Dogs absolutely love to jump on people. They’re excited, especially if you have been out all day and arrive home. Constant jumping can become annoying to you and any visitors you may have so here are some tips to help stop it happening.
Your first thought will most likely be to tell him off in a loud voice. You may also push him off but these actions often have the reverse effect, encouraging your dog to keep on jumping.
Dogs are extremely affectionate and close contact is the only way they know to demonstrate that affection. When you’re angry, he will usually try harder to show others he’s your friend.
A dog’s most powerful ability is smell. It’s hundreds of times more accurate than humans. As a puppy, his first eight months will be spent sniffing and investigating everything, whether it’s other animals, you and your family or guests. They smell everything possible, without fear of rejection.

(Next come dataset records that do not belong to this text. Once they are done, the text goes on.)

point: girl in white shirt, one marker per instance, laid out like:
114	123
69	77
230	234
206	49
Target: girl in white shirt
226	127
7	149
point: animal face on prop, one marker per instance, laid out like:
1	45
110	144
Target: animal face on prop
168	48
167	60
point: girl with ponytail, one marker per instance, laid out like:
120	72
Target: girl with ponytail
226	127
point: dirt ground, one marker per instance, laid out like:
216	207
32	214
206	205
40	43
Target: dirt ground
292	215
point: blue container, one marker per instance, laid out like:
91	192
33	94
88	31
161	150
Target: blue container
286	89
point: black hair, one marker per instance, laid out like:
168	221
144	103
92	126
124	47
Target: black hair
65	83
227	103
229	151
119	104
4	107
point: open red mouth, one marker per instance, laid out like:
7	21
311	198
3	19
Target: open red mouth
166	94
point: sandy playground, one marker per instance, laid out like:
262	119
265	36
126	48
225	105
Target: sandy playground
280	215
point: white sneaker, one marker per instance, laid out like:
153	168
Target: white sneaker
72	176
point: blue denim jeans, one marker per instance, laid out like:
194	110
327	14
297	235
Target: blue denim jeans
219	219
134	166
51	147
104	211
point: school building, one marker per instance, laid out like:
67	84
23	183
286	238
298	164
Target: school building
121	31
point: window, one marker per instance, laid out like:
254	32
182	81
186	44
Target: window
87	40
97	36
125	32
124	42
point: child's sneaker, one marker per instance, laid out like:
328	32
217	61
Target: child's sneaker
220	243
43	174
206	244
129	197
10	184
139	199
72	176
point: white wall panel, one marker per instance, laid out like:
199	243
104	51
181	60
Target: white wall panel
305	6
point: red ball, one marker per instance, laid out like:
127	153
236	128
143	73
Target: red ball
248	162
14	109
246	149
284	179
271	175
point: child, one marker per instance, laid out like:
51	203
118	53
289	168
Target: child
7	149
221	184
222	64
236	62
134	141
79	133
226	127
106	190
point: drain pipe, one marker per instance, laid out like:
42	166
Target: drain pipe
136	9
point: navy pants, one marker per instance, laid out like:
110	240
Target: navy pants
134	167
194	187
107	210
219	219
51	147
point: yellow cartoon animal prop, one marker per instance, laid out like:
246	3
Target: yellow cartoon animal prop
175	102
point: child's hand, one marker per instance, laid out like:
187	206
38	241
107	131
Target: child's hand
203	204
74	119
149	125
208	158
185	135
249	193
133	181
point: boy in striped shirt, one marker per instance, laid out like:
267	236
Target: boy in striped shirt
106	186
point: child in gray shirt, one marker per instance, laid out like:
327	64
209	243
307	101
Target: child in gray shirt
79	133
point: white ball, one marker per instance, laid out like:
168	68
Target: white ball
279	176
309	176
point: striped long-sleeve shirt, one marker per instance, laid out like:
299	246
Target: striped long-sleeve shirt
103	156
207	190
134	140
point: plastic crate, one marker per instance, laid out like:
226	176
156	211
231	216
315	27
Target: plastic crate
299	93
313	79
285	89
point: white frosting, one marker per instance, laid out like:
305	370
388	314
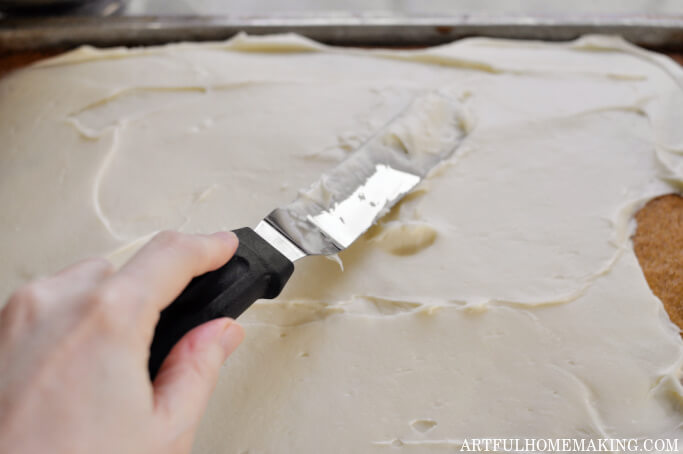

The most powerful scents that humans project come from their mouths and genital areas. Everyone who encounters dogs, whether their own or other people’s dogs, will have had their genital region sniffed multiple times. Puppies stand on hind legs to get close and end up sniffing your mouth.
A dog may feel anxious and know that if he jumps up, you would probably pick him up, thus making him feel more secure and calming him down.
Negative attention is also a form of attention so when you focus on your pet, even if it’s to tell him off, he’s happy because your focus is on him again.
Training tips. If your dog jumps up, simply ignore him because that’s the only way he’ll learn. Don’t make eye contact with your pet and never speak until all paws are firmly on the floor. Then you can praise him, calmly and affectionately, while you pat him.
Turn your back on your jumping dog. Stay that way until he stops jumping. Then you need to turn around and pat him, while praising him.
Dogs learn very fast. They’ll learn that jumping does nothing but planting their feet on the ground gives them lots of attention and treats. So they remain quiet and well-behaved until they get the attention they so desperately crave.
Another tip is to always greet your pet calmly so you don’t entice him to become excited and active. This behaviour doesn’t encourage your dog to jump or get more excited than he should.
If you don’t stop your puppy from jumping up when he wants to, he will learn that jumping is an acceptable behaviour. Then jumping will carry on into adulthood when puppy has grown into a big heavy dog and one jump could push you to the floor. So you encourage bad behaviour and you can’t get angry if you’re not disciplining him properly.
While your beloved pet is a treasured member of your family, jumping up on people should be discouraged. Train him now and it will be easier down the track. Jumping or not jumping isn’t the end of the world. Just stop him doing it.